António Nóvoa, em seus escritos e palestras, apregoa que a escola só fará sentido se for diferente da sociedade. Foto: Freepik

Nada sei dessa vida
Vivo sem saber
Nunca soube, nada saberei
Sigo sem saber

 Que lugar me pertence
Que eu possa abandonar
Que lugar me contém
Que possa me parar

 Sou errada, sou errante
Sempre na estrada, sempre distante
Vou errando enquanto o tempo me deixar
Errando enquanto o tempo me deixar […].

 Kid Abelha

 

Recordo-me da fase pueril quando, no rádio, um hábito ainda mantido por minha mãe e meu pai, a fim de espantar a temida solidão, escutava a voz de Paula Toller lançar versos sobre um eu lírico que mantinha uma relação idílica com algo ‘condenado’ no dia a dia: o erro. À época, não entendia essa relação simbiótica com algo que, não raro, costuma nos deixar taciturnos e, por vezes, pode nos levar a ser expulsos de uma instituição ou, até mesmo, demitidos. Infelizmente, ainda existem lugares que não toleram atitudes em desconformidade com o planejado. Não há segundas ou terceiras chances para agir.

Já bem mais maduro, por sugestão de Marcia Tiburi, lembro-me que li As virtudes do fracasso, escrito por Charles Pépin, e passei a nutrir uma outra percepção sobre os erros que costumamos, (in)voluntariamente, cometer. Alguns, por vezes transformamos em risos e contamos para amigos/as e familiares em momentos de lazer. Outros, transferimos nos baús do subconsciente e não queremos que ninguém saiba. Pensamos até que o onisciente Divino não lembra daquele ‘vacilo’ que custou nossa paz e alegria cotidianas.

Em contextos educacionais, talvez um dos fatos mais comuns sejam os erros, mas ainda costumam receber (in)tensos estigmas, como se não fizessem parte dos percursos formativos e necessitassem, a todo custo, ser alijados. O famoso adágio ‘errar é humano’ parece que perde todo o sentido semiótico diante das exigências de um sistema que concebe primazia aos que chegam ao topo e condenam às margens aqueles/as que não alcançam as ‘metas’.

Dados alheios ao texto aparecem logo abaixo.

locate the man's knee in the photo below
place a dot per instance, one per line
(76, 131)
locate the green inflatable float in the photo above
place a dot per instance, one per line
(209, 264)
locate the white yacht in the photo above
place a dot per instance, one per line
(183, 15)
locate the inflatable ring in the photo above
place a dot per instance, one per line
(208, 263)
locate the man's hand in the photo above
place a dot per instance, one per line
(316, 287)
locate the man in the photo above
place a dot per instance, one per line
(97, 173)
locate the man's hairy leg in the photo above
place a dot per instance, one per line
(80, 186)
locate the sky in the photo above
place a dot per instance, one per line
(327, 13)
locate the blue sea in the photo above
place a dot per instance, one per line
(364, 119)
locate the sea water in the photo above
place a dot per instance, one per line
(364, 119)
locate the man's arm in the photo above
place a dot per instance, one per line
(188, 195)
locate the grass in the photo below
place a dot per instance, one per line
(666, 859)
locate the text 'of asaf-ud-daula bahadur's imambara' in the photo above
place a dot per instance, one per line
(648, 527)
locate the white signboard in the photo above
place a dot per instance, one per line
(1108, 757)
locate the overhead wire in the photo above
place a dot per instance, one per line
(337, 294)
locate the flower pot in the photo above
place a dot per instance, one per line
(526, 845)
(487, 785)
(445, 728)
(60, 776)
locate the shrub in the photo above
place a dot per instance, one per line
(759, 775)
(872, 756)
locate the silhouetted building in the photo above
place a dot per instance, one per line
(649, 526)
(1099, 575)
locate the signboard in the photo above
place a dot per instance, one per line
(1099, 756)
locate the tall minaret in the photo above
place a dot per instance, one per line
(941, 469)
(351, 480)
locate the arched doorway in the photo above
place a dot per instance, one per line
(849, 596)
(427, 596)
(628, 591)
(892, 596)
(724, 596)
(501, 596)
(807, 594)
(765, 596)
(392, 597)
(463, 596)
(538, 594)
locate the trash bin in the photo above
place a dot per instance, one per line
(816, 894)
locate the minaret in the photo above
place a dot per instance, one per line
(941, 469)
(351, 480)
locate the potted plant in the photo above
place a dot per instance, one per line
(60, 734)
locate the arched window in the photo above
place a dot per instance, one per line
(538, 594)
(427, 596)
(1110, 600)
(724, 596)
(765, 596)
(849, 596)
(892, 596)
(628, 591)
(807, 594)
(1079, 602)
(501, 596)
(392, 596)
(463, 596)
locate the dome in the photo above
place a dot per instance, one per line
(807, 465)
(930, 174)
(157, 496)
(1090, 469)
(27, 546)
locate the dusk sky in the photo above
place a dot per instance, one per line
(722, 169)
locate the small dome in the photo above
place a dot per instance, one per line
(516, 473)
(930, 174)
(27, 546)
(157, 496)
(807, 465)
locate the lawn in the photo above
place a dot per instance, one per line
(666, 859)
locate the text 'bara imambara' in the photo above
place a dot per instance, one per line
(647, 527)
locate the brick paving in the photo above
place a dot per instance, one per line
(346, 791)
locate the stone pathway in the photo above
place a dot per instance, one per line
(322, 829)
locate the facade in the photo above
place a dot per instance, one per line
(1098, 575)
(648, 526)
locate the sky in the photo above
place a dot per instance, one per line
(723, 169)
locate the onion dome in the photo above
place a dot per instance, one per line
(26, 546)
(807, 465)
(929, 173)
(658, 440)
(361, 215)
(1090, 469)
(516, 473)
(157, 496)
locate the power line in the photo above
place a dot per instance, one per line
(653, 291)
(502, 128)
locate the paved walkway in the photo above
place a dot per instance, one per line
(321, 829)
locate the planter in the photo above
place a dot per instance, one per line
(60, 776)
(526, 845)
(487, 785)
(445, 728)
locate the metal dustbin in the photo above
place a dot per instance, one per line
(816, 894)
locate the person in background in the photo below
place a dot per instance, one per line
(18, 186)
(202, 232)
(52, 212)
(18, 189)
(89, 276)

Alfabetizar é exitoso. Estimular uma criança a ler é exitoso. Provocar a curiosidade epistemológica, de igual modo, é exitoso. Foto: internet

Outros/as escritores/as já pontuaram o caos que seria se fôssemos todos/as perfeitos/as. Não por acaso, fomos criados à imagem e semelhança de Deus. Por isso, costumamos não acertar e, assim, aprender, refletir, fazer de novo, consertar o que necessita angariar novas dimensões, ou até mesmo mantermos a inércia. Tudo pode variar.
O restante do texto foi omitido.